For a country that likes to talk about "being number one" a lot, that's sure not reflected in the United States' broadband networks, or the broadband maps we use to determine which areas lack adequate broadband or competition (resulting in high prices and poor service). Our terrible broadband maps are, of course, a feature not a bug; ISPs have routinely lobbied to kill any efforts to improve data collection and analysis, lest somebody actually realize the telecom market is a broken mono/duopoly whose dysfunction reaches into every aspect of tech.
If you want to see our terrible broadband maps at work, you need only go visit the FCC's $350+ million broadband availability map, which is based on the Form 477 data collected from ISPs. If you plug in your address, you'll find that not only does the FCC not include prices (at industry behest), the map hallucinates speed and ISP availability at most U.S. addresses. Part of the problem is that the FCC declares an entire region "served" with broadband if just one home in a census block has service.
And guess what: it's even worse than you think. A new study by BroadbandNow, compared the FCC's data to data provided by the pre-qualification tools on ISPs' websites. What they found was that U.S. broadband gaps are probably about twice as bad as the FCC has suggested:
"The firm examined broadband availability across the U.S. using more than 11,000 addresses from a dataset of 1 million. Those addresses were first compared to FCC data, then verified via the broadband availability websites of nine different internet service providers (ISPs).

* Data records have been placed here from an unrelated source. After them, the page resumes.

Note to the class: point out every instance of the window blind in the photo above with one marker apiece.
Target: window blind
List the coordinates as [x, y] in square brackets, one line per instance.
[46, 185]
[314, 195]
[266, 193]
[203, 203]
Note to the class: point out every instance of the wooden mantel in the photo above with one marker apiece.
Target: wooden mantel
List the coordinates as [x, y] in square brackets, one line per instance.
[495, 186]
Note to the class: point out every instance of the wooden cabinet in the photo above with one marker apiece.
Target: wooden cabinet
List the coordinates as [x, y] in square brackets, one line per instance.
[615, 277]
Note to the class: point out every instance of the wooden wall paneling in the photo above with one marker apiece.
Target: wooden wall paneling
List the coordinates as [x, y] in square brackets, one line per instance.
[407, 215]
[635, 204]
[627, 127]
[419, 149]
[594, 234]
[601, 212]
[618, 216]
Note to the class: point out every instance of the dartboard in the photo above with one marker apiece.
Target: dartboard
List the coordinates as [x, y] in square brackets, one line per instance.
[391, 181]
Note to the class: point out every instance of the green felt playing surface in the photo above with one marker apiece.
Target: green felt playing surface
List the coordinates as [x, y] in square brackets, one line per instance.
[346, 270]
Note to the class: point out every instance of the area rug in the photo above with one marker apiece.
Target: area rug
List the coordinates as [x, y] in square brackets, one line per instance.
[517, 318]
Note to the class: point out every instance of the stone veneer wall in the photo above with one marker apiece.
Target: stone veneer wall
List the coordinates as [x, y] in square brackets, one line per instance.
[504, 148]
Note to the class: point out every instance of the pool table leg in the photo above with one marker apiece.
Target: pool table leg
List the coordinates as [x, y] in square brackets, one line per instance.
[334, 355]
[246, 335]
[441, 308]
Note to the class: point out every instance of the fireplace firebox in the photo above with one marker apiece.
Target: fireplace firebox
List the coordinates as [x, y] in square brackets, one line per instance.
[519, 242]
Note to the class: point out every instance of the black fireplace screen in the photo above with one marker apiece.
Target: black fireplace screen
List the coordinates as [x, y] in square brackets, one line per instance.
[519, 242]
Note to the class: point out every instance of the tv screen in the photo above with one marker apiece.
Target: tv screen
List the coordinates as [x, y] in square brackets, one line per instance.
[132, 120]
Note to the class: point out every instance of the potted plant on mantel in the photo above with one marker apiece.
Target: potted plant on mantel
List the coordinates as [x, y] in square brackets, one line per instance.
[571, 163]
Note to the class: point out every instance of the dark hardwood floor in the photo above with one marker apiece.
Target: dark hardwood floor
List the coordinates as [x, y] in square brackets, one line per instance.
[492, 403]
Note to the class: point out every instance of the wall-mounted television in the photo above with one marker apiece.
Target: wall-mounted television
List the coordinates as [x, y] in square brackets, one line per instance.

Even taking a conservative approach to estimates, the group claims the actual number of unserved American households is closer to 42 million-double FCC estimates."
Oh, and it's actually possible it's even worse than this, given that even ISPs websites pre-qualification tools are notoriously unreliable, too. More than one homeowner has bought a new home after confirming (numerous times) with their ISP that the address has service, only to discover later that it most definitely does not.
After years of criticism the FCC finally recently proposed using more accurate geospatial and crowdsourced data, though those efforts have yet to materialize, and wireless carriers are lobbying hard to ensure that 5G wireless networks aren't included in these improvements (lest they show how spotty 5G deployments really are). There's also some concern that incumbent carriers may try to hijack the improvement process with an eye toward making this data and its collection less transparent than it should be.
Again, 20 years of bad broadband mapping data didn't happen by accident, gaffe, or error. Industry has fought tooth and nail for years against more accurate broadband mapping data, knowing very well that once you've clearly identified a problem (in this case monopoly domination of a very broken market), somebody might just get the crazy idea to try and fix it.